Алые розы и снежно-белые лилии, приколотые к глухому вороту ее платья, подчеркивали длинную изящную шею. Он вспомнил, как покрывал эту шею поцелуями, и какой теплой и шелковистой была она под его губами. И снова его как током ударило неожиданное воспоминание о той распутной весне, когда она, прикрытая лишь полевыми цветами, преподнесла ему себя вместо подарка ко дню рождения. Оцепенев, он просто стоял и смотрел на нее, словно рассудок внезапно его покинул.

– Ага, – протянул он наконец с горечью. – Помню…

– Я тоже так и не смогла тебя забыть… как ни пыталась, – тихо и чуть печально отозвалась она. – Поэтому решила, что, наверное, и пытаться не стоит.

Если женщина была когда-либо источником беды…

Он понимал, что должен бы бежать от нее как от огня, но ему вдруг почудилась в ней какая-то новая, почти безысходная, уязвимая струнка.

Он не забыл, как бесстыдно она бегала за ним в старших классах.

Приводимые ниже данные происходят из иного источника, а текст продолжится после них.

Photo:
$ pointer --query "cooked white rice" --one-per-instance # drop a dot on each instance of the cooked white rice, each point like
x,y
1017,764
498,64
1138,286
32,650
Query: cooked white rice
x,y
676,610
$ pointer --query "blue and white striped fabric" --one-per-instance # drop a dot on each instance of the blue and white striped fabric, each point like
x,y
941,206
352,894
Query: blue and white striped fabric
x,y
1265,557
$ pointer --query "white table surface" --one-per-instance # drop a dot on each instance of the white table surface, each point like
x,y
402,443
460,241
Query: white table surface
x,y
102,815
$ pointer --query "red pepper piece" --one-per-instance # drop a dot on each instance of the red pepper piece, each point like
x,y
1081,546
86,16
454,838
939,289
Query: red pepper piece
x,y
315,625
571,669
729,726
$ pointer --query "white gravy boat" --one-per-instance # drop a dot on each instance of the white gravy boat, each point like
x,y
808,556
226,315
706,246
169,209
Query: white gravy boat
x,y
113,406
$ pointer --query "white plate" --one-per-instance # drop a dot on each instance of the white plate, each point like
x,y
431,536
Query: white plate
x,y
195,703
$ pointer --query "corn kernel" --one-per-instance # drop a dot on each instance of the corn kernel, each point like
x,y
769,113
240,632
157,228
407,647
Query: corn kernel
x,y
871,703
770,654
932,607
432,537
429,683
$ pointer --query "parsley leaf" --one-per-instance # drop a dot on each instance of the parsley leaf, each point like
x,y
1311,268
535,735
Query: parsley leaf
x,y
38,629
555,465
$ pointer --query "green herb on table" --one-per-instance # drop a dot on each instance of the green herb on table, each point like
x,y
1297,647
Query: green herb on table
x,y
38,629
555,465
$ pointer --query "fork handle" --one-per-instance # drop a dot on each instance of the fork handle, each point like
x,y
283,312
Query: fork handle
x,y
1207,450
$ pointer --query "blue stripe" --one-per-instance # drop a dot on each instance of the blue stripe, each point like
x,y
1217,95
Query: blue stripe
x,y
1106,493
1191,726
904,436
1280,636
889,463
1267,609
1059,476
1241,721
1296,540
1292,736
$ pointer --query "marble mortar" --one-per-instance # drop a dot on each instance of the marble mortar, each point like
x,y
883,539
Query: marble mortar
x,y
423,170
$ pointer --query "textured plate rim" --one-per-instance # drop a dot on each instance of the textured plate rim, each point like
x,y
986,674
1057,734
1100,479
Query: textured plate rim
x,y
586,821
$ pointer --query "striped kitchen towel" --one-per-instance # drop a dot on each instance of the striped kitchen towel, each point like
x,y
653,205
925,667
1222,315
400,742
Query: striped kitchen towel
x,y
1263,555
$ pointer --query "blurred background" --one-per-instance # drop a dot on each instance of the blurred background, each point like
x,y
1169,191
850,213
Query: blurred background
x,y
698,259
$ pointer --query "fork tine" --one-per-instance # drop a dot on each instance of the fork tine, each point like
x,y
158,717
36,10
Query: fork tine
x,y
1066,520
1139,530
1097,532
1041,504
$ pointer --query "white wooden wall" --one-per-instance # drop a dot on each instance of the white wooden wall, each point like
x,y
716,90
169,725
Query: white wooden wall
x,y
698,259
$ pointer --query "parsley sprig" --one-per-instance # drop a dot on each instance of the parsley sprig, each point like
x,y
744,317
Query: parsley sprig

И как легко он шел в ее сети. И что их отношения были постоянной борьбой характеров.

Он продолжал неотрывно смотреть на нее, пока щеки ее не залило румянцем, пока его собственное лицо не заалело – он это почувствовал – еще гуще, чем ее.

Усилием воли он заставил себя вспомнить, с какой легкостью она вышвырнула его из своей жизни, едва он стал помехой ее планам. И помрачнел.

– У меня не было уверенности, что ты придешь на мамины похороны. Ведь ты ни разу, когда я приезжала, не заглянул к нам хотя бы поздороваться, – сказала Фэнси. – А без меня, я знаю, ты навещал маму чуть ли не ежедневно. Ясно, что ты меня избегал.